Keith Baggerly and Kevin Coombes just wrote a paper about the analysis errors they commonly see in bioinformatics articles. From the abstract:
One theme that emerges is that the most common errors are simple (e.g. row or column offsets); conversely, it is our experience that the most simple errors are common.
The full title of the article by Keith Baggerly and Kevin Coombes is “Deriving chemosensitivity from cell lines: forensic bioinformatics and reproducible research in high-throughput biology.” The article will appear in the next issue of Annals of Applied Statistics and is available here.
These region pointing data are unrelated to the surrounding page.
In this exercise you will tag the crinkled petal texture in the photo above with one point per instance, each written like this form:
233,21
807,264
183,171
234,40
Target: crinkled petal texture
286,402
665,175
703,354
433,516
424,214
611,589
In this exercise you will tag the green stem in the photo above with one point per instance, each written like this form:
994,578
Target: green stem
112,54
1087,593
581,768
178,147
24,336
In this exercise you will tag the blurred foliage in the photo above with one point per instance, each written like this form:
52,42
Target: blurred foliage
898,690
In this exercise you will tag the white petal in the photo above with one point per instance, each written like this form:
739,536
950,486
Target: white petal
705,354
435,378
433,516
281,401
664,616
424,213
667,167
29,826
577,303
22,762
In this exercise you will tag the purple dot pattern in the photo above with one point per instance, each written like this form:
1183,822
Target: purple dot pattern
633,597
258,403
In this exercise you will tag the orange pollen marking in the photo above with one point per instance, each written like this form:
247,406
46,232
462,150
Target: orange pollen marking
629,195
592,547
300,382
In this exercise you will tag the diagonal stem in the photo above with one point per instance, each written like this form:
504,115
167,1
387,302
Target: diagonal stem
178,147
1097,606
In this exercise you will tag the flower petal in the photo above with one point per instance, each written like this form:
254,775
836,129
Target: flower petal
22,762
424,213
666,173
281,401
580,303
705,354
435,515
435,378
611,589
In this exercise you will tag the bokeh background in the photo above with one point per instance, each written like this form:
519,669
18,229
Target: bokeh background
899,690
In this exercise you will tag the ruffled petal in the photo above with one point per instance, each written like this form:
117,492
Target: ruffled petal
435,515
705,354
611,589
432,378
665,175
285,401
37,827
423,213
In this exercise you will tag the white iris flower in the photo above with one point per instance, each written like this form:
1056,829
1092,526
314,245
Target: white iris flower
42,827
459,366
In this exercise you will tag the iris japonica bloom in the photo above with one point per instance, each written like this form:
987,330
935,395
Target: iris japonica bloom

The key phrase in the title is forensic bioinformatics: reverse engineering statistical analysis of bioinformatics data. The authors give five case studies of data analyses that cannot be reproduced and infer what analysis actually was carried out.
One of the more egregious errors came from the creative application of probability. One paper uses innovative probability results such as
P(ABCD) = P(A) + P(B) + P(C) + P(D) – P(A) P(B) P(C) P(D)
P(AB) = max( P(A), P(B) ).
Baggerly and Coombes were remarkably understated in their criticism: “None of these rules are standard.” In less diplomatic language, the rules are wrong.
To be fair, Baggerly and Coombes point out
These rules are not explicitly stated in the methods; we inferred them either from formulae embedded in Excel files … or from exploratory data analysis …
So, the authors didn’t state false theorems; they just used them. And nobody would have noticed if Baggerly and Coombes had not tried to reproduce their results.